Charlie Morton had made three starts for the Tigers coming into today, two great and one not-so-much. He was facing the team for which he’d pitched in 2017 and 2018, going 29-10
and famously finishing Game 7 of the 2017 World Series with four innings of one-run relief and a bushel-basket full of curveballs. He’s bounced around the major leagues, coming up with Atlanta, then spending seven years with the Pirates; after that he had shorter stints with the Phillies, Astros and Rays before returning to Atlanta for four years and earning another World Series ring. He started this year with the Orioles, and now he’s plying his trade in Detroit, of course.
Facing Morton was his former teammate on the Astros, Framber Valdez, who came up in 2018 with Houston and has been there ever since. The lefty seems to be allergic to giving up home runs, and coming into today he was averaging a svelte 0.5 of ’em per 9 innings pitched; he also led the American League with the same value in 2022 when he finished third in the league’s Cy Young voting. He’s been incredibly consistent the past few years in terms of the major stats, although his hard-hit percentage has ticked a bit upwards this season — despite that, he still keeps ‘em in the yard better than anyone else.

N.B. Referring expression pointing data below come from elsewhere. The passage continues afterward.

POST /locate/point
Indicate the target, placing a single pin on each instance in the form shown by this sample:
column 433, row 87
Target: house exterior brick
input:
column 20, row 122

The Tigers got down to work early: Valdez walked the first two batters he faced, Jahmai Jones and Gleyber Torres, and then Andy Ibáñez singled to drive in the first run. Spencer Torkelson hit a ground-rule double to right for the second run, and a wild pitch scored a third run. Riley Greene walked, another wild pitch scored Torkelson, and Dillon Dingler tripled to left-centre to score Greene, and holy mackerel, it was 5-0 with none out. As Ernie Harwell might’ve said at this juncture, “The Tigers are kickin’ up their heels!”
Wenceel Perez struck out for the first out, but Javier Báez singled to left to score Dingler to make it a nice half-dozen runs in a first inning that lasted quite some time, and gave Charlie Murphy Morton quite a nice cushion to work with as the Tigers batted-around.

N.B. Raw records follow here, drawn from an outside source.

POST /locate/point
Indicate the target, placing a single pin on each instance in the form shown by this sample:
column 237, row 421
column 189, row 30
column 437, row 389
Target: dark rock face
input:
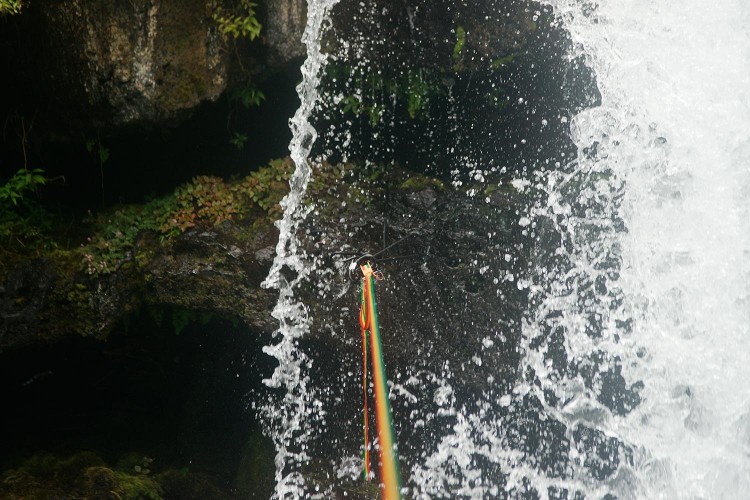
column 148, row 61
column 217, row 271
column 431, row 34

With one out in the third, Dingler doubled and was brought around to score by a Báez single and the Tigers were up a full touchdown (with extra point).

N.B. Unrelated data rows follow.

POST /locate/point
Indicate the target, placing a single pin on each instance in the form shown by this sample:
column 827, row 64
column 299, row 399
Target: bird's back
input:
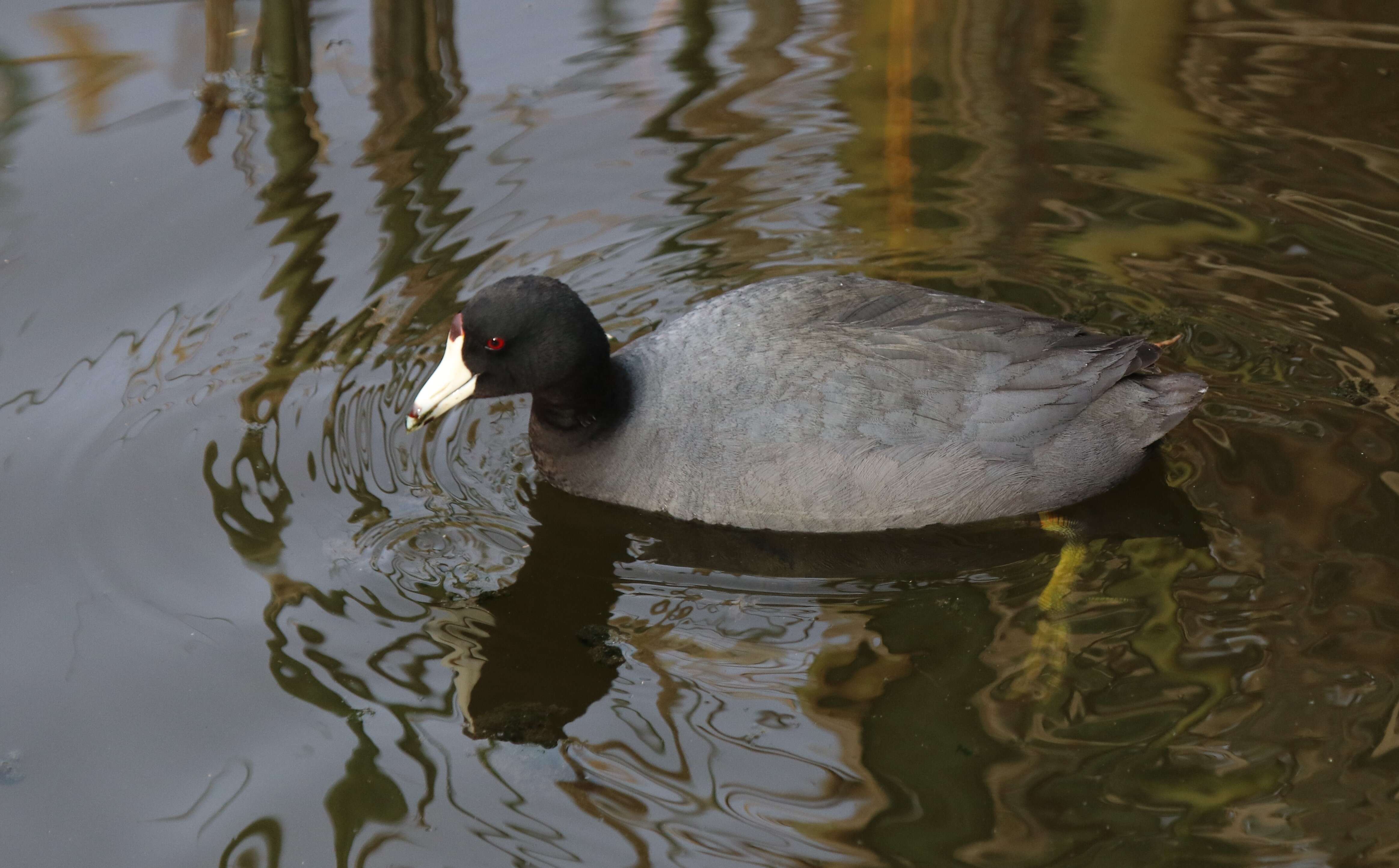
column 845, row 405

Mauricio Dubón got the Astros on the scoreboard — for the series — with an opposite-field two-run home run just over the right-field fence to narrow the lead to 7-2. Good for them, I say.
Morton got through six innings rather nicely: 3 H, 2 ER, 3 BB and 8 K. He had the curveball working, and Jake Rogers’ framing skills were stealing strikes aplenty. Now, lest you think that, if some version of the strike-zone challenge system is coming to the Major Leagues next year, pitch-framing skills will be a thing of the past, consider this: teams only get a few challenges a game, and if a catcher like Rogers keeps framing ‘em up, that may cause teams to use more challenges, inevitably burning through them, putting the team with the good-framing catcher at an advantage (or, perhaps, less of a disadvantage than you might’ve initially thought). Or I might be totally wrong. It’s been known to happen.
Brenan Hanifee got into the game in the seventh, after being recalled from Toledo a few days ago. He was nails down the stretch last year, and if he can be anywhere close to that good this year, he’ll be quite a weapon out of the Tiger bullpen. He allowed a harmless single in the seventh, carried on to the eighth to strike out Christian Walker, and gave way to Tyler Holton, who gave up a harmless single.
Rafael Montero started the ninth for the Tigers and got a groundout, a strikeout and a lineout to end the game. Is he the same pitcher that effectively closed out that extra-inning win against the Twins? Optimism should always be cautious, and this situation is no exception.
The Tigers have Thursday off before welcoming the Royals into town on Friday night. Kansas City is, as of right now, in second place in the division, edging in front of Cleveland. Please note the Friday night game will be on Apple TV+ and start at 7:10 pm EDT.
Final score: Tigers 7, Astros 2
Numbers and Occasions
- With their win on Tuesday night, the Tigers ensured their fourth straight series victory. That’s good.
- Since their 10-4 victory to salvage one game from the Blue Jays series on July 27, the Tigers have gone 16-7. That’s very good.
- In the last eight games (including this one), the Tiger bullpen has thrown twenty-seven scoreless innings and counting.
- On this day in 1858, Charles Darwin first published his theory of natural selection, the driver of evolution, in an academic journal. While Darwin usually gets the lion’s-share of credit for the theory, Alfred Wallace independently came up with the same idea, and their research papers were both published in the same year. No word on whether or not Darwin and Wallace became besties because of it.